Pointing Task Evaluation of Leap Motion Controller in 3D Virtual Environment
Performing tasks in virtual environments are to increasing extent becoming normal practice; such is possible due to the developments in graphic rendering systems and interaction techniques. Application areas from entertainment to medical industry benefit from gestural 3D interaction. With this in mind, we set out a study aiming to research the relevance of using determined 6DoF input devices in interacting with three-dimensional models in graphical interfaces. In this paper we present an evaluation of 3D pointing tasks using Leap Motion sensor to support 3D object manipulation. Three controlled experiments were performed in the study, exposing test subjects to pointing task evaluations and object deformation, measuring the time taken to perform mesh extrusion and object translation. Qualitative data was gathered using the System Usability Scale questionnaire. The data show a strong correlation between input device and performance time suggesting a dominance of the Leap Motion gestural interface over mouse interaction concerning single target three-dimensional pointing tasks.

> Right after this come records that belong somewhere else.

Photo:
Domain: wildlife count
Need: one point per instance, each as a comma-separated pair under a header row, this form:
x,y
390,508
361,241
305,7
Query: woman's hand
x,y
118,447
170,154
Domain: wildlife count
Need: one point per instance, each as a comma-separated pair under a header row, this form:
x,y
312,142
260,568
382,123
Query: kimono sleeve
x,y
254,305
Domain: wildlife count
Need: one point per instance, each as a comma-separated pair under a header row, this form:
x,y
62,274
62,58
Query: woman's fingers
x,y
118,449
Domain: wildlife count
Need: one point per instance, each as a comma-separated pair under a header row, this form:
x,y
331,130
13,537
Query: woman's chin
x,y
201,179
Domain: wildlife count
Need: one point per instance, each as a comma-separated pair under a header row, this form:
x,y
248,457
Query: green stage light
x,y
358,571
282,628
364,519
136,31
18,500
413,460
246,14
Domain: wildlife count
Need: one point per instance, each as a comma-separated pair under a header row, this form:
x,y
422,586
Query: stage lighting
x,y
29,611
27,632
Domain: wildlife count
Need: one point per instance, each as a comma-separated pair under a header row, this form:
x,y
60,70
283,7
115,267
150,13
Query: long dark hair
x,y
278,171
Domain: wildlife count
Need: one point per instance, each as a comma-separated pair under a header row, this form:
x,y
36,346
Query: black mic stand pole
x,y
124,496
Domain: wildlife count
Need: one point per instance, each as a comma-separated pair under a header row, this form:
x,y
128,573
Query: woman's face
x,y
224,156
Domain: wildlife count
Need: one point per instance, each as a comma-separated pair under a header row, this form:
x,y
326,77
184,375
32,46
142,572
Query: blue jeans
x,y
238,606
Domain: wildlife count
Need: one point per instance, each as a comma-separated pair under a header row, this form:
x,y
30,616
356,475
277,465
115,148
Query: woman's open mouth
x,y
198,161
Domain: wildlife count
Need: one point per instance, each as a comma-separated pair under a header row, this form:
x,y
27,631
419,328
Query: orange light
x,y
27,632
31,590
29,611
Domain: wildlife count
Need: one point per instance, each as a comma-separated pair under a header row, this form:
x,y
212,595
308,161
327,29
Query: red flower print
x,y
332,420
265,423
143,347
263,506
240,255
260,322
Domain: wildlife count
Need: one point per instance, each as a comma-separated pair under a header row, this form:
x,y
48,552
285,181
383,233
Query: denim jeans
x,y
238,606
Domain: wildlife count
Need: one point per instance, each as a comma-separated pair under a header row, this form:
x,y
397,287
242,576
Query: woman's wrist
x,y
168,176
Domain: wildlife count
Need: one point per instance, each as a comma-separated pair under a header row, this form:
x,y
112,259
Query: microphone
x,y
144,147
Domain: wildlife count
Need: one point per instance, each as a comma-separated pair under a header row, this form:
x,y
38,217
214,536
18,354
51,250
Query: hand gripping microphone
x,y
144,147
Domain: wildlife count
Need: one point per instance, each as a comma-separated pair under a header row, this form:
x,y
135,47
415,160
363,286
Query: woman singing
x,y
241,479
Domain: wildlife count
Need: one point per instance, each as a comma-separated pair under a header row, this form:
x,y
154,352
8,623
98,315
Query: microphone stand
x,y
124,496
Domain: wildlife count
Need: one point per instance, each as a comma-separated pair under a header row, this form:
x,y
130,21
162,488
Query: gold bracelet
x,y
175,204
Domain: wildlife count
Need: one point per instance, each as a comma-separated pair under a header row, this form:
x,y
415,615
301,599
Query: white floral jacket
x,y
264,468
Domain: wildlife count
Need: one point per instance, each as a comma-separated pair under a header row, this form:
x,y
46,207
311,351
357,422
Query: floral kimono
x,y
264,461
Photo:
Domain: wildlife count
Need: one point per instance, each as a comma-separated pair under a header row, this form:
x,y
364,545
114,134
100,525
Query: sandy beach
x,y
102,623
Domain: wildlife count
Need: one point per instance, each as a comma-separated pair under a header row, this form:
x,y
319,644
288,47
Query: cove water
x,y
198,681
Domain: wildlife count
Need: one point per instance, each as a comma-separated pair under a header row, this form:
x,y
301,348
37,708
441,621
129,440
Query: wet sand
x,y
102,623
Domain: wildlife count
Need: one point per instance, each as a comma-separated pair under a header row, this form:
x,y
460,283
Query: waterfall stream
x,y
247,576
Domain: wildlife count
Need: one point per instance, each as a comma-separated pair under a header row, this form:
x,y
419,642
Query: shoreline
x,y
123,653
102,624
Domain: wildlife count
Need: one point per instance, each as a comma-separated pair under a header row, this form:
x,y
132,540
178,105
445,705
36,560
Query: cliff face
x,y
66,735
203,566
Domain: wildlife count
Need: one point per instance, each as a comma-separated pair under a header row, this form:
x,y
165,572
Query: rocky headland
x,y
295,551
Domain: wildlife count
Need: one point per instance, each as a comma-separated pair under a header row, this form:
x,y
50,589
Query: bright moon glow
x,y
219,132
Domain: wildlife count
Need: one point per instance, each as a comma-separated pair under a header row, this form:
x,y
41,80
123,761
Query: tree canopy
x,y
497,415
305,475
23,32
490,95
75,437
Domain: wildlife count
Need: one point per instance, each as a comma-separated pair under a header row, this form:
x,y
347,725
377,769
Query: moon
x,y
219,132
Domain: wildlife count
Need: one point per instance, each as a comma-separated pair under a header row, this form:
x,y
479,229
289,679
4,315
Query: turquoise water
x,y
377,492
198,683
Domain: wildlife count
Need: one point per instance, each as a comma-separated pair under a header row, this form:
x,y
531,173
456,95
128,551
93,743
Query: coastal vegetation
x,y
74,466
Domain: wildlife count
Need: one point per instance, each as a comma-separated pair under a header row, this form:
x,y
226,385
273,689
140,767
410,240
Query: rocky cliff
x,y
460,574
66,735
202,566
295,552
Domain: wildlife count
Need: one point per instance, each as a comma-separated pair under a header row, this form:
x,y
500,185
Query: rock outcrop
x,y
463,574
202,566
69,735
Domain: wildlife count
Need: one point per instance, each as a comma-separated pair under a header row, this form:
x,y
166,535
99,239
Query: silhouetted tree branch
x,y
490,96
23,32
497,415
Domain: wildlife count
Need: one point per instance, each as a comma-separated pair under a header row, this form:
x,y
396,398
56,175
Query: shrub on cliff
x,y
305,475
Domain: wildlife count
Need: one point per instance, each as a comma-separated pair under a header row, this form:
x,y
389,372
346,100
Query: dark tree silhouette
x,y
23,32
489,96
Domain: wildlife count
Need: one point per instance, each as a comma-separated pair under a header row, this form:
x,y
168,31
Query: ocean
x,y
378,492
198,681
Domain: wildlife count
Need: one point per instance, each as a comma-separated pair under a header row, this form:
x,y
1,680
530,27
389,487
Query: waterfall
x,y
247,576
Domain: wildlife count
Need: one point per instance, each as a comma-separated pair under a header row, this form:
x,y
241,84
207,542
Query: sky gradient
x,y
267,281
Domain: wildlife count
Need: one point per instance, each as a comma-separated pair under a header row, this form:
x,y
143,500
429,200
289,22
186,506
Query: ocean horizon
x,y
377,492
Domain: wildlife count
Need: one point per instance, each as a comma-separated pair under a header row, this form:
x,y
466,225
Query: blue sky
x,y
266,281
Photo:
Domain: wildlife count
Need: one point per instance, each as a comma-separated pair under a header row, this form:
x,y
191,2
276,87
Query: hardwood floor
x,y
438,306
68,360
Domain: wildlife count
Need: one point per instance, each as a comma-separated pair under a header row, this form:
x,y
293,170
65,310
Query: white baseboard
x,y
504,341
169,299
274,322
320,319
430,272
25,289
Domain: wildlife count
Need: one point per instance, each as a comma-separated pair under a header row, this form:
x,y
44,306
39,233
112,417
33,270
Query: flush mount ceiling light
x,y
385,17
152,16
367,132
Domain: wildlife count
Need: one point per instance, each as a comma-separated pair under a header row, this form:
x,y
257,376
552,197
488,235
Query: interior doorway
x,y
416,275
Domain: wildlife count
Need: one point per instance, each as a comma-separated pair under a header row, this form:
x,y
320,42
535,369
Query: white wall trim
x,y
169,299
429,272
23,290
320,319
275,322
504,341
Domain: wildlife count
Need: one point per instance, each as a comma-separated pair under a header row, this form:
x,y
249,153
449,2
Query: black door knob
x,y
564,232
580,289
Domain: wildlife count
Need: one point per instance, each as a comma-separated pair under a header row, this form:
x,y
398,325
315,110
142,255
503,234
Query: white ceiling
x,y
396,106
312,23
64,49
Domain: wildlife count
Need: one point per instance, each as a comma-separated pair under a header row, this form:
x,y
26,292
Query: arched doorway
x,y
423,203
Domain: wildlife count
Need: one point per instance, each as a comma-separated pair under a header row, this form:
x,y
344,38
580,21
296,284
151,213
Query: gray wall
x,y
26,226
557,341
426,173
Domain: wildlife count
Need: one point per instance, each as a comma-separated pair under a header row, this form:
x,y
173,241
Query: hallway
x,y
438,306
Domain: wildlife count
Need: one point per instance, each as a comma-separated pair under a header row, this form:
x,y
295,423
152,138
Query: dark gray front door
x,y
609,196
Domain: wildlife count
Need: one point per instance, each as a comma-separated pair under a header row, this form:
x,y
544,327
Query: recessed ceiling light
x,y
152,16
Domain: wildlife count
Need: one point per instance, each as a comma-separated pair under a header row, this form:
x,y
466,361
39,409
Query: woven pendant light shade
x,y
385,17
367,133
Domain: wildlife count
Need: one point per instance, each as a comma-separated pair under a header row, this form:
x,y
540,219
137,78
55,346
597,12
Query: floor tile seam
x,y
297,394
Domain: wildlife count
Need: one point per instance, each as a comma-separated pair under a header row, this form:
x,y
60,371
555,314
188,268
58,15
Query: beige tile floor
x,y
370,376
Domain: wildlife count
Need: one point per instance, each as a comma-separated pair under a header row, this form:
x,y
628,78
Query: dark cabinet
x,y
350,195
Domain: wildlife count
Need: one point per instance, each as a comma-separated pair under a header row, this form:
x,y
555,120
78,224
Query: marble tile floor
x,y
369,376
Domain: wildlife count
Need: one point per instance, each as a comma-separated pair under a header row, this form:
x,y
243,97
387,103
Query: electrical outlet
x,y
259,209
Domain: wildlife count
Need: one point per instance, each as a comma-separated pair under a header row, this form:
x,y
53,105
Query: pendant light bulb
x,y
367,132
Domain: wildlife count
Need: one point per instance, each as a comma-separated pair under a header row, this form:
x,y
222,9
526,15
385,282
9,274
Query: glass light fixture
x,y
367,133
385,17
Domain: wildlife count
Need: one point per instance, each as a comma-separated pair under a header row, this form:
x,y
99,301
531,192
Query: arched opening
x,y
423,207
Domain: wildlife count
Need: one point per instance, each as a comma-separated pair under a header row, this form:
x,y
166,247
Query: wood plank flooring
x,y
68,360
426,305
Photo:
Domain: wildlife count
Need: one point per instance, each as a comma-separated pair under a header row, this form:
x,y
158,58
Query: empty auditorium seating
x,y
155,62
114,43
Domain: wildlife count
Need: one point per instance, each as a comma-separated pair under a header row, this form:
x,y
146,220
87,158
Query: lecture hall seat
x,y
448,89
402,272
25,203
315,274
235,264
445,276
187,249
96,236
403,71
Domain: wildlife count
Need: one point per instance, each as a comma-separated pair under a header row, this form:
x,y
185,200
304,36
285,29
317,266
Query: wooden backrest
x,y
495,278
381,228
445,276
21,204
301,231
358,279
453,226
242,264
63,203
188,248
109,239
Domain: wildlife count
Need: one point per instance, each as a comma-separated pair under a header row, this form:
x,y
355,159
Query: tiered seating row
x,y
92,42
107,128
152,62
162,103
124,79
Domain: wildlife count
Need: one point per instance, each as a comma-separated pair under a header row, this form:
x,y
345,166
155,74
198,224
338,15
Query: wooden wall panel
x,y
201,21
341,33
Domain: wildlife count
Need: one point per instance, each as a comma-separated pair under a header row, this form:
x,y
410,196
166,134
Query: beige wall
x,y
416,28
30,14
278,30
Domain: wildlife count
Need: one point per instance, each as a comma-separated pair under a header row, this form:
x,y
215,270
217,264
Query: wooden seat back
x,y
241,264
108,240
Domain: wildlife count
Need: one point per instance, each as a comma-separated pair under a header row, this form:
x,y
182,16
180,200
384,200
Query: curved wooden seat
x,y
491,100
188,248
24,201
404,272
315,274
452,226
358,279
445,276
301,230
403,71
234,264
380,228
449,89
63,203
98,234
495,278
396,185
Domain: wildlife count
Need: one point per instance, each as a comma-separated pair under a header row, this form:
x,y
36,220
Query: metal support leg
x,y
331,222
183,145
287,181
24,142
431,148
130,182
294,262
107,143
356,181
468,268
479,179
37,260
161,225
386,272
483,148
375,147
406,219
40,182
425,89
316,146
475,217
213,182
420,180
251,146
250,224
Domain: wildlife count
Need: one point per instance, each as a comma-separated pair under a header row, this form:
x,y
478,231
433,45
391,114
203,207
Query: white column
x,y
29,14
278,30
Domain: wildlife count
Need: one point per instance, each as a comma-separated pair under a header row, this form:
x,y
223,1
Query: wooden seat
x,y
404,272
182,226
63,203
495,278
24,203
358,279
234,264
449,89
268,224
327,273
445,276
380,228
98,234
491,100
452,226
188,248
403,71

Multi-target tasks were performed better with mouse interaction due to issues of 3D input system accuracy. Performance time regarding shape deformation task demonstrated that mouse interaction outperformed 3D Input device.
Joanna C. Coelho and Fons J. Verbeek, Pointing Task Evaluation of Leap Motion Controller in 3D Virtual Environment. In: Creating the Difference, Proceedings of the Chi Sparks 2014 Conference, pp 78-85 (2014).